For a long time they said nothing, just sat side by side in the ruins of Sebastian’s factory, looking out to the river and the boats drifting past. It was still early, the sky pale in the east, but Luke could hear the cries from the waterfront drifting downriver and he knew that the East End never really slept.

‘We must get going.’ He stood, painfully, feeling his exhausted muscles complaining and his stiff joints cracking. His hurt leg screamed as he stood, but it was not broken – just stiff and sprained. He put out a hand and Rosa scrambled to her feet and stood brushing down her charred silk gown with a rueful face. ‘Where will you go?’ he asked.

‘I don’t know.’

‘Well, we can’t stay here.’ Luke looked at the sky and then the river. ‘The police will come soon. And Knyvet will be back.’

Rosa shivered.

‘He has everything now: Southing, the factories, the Chair . . . But not me. And he would kill me for that, if he found out I was still alive. I cannot go home. Can we go back to your uncle’s? To the forge?’
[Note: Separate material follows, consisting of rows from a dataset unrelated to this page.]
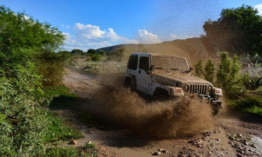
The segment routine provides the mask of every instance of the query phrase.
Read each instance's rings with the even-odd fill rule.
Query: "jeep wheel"
[[[220,105],[212,105],[212,110],[213,111],[213,114],[214,115],[217,115],[219,112],[219,111],[220,110],[221,108],[221,107]]]

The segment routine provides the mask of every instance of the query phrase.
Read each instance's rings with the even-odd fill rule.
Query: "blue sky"
[[[0,1],[15,12],[25,11],[58,27],[67,37],[65,50],[84,51],[199,37],[204,33],[205,21],[217,20],[223,8],[243,4],[262,14],[262,0]]]

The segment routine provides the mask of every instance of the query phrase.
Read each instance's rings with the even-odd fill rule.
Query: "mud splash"
[[[104,85],[97,91],[97,114],[106,122],[159,138],[192,136],[213,126],[209,105],[195,96],[178,103],[148,102],[129,89]]]

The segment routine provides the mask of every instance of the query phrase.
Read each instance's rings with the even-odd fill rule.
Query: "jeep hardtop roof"
[[[168,54],[158,54],[158,53],[143,53],[143,52],[135,52],[132,53],[132,54],[136,54],[138,55],[147,55],[147,56],[164,56],[167,57],[175,57],[177,58],[181,59],[186,59],[185,57],[179,56],[174,55],[168,55]]]

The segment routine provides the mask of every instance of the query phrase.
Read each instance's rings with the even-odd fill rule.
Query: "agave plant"
[[[258,89],[262,84],[262,77],[257,79],[249,79],[244,82],[246,89],[250,90],[255,90]]]

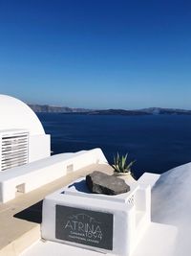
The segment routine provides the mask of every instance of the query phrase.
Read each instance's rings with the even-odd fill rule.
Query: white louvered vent
[[[28,163],[29,133],[27,131],[2,134],[1,171]]]

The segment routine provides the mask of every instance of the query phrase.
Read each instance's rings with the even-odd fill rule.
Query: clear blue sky
[[[0,0],[0,93],[191,109],[191,1]]]

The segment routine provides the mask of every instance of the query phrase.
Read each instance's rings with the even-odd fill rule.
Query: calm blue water
[[[129,152],[137,177],[191,161],[191,116],[38,114],[53,153],[101,148],[107,159]]]

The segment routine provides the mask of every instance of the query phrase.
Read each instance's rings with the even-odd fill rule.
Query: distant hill
[[[90,109],[53,106],[49,105],[28,105],[36,113],[84,113]]]
[[[191,115],[191,110],[177,108],[149,107],[143,109],[100,109],[72,108],[68,106],[53,106],[49,105],[29,105],[36,113],[83,113],[88,115]]]

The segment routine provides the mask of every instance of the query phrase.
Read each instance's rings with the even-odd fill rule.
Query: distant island
[[[149,107],[143,109],[86,109],[72,108],[68,106],[53,106],[49,105],[28,105],[36,113],[67,113],[67,114],[88,114],[88,115],[191,115],[191,110],[179,108]]]

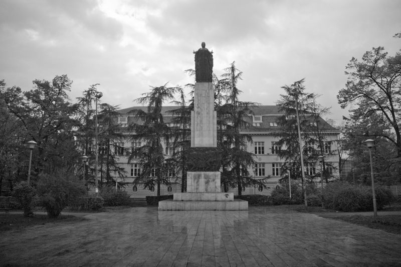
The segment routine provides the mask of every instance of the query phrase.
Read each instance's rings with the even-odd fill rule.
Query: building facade
[[[174,106],[163,107],[162,112],[165,121],[169,121],[172,118],[172,115],[167,111],[176,109]],[[116,141],[114,146],[114,154],[119,167],[125,170],[125,175],[123,178],[117,178],[117,181],[126,183],[124,190],[132,198],[144,198],[146,196],[156,195],[156,190],[154,188],[144,189],[143,186],[134,184],[134,180],[140,171],[140,166],[136,162],[128,162],[126,152],[133,147],[140,146],[138,143],[130,141],[130,136],[133,134],[127,130],[128,125],[133,122],[138,123],[137,118],[130,114],[130,111],[134,109],[143,109],[144,107],[132,107],[117,110],[119,114],[115,120],[119,124],[119,128],[122,134],[123,138]],[[279,147],[277,142],[279,139],[278,132],[280,130],[276,122],[276,119],[282,116],[283,114],[279,110],[279,107],[275,105],[259,106],[253,108],[254,115],[250,117],[249,122],[252,126],[246,129],[243,129],[241,132],[246,134],[252,137],[252,142],[248,142],[244,149],[253,153],[254,155],[256,164],[254,166],[250,167],[249,171],[253,174],[256,179],[265,179],[265,185],[266,187],[252,186],[243,189],[243,194],[270,195],[272,191],[278,185],[279,180],[284,174],[282,174],[281,167],[284,163],[284,160],[278,155],[280,150],[283,148]],[[252,120],[252,121],[250,120]],[[322,125],[321,132],[325,139],[325,152],[330,154],[330,157],[325,159],[327,163],[330,163],[330,172],[334,177],[339,176],[338,172],[338,154],[337,147],[337,138],[339,131],[330,126],[321,119],[319,123]],[[303,134],[307,134],[303,133]],[[314,144],[308,144],[309,146]],[[168,144],[164,144],[163,151],[166,157],[171,157],[173,153],[172,148]],[[305,166],[307,174],[313,175],[320,170],[319,166]],[[318,170],[318,171],[317,171]],[[285,174],[286,175],[287,174]],[[172,177],[173,174],[171,173]],[[173,193],[181,192],[181,184],[178,180],[175,182],[172,179],[170,186],[162,185],[160,189],[161,195],[172,194]],[[238,194],[238,189],[232,188],[229,191],[235,194]]]

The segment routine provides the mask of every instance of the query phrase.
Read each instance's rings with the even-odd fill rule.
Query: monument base
[[[159,201],[159,210],[248,210],[248,201]]]

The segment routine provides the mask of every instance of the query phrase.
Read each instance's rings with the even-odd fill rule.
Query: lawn
[[[86,219],[73,215],[61,215],[58,218],[51,219],[45,214],[35,214],[34,217],[24,217],[22,213],[0,213],[0,232],[18,230],[33,225],[46,223],[65,223],[84,220]]]
[[[288,207],[301,212],[313,213],[324,218],[340,220],[358,225],[378,229],[389,233],[401,234],[401,214],[379,215],[375,219],[372,215],[373,211],[370,213],[372,215],[362,215],[355,214],[353,212],[350,213],[338,212],[335,210],[324,209],[321,207],[305,207],[303,205]],[[396,203],[388,207],[385,207],[382,210],[399,211],[401,210],[399,204]]]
‘No.’ Luke shook his head. ‘I told you, I was sent to kill you – the price for failing was death. My death.’

‘So, your people are as barbaric as mine,’ she said softly.

‘Not William,’ Luke said. He swallowed against the pain in his smoke-scorched throat. ‘William loves me. But I can’t – I can’t make him choose between me and the Brotherhood. I must go my own way, alone now.’

‘So must I.’ She took his hand and a faint prickle of magic, like a flame, lit her face for a moment, like a ray of warmth in this dreary fog-muted dawn. ‘So we are not alone.’

Luke nodded.

They turned, and together they began to walk towards the rising sun.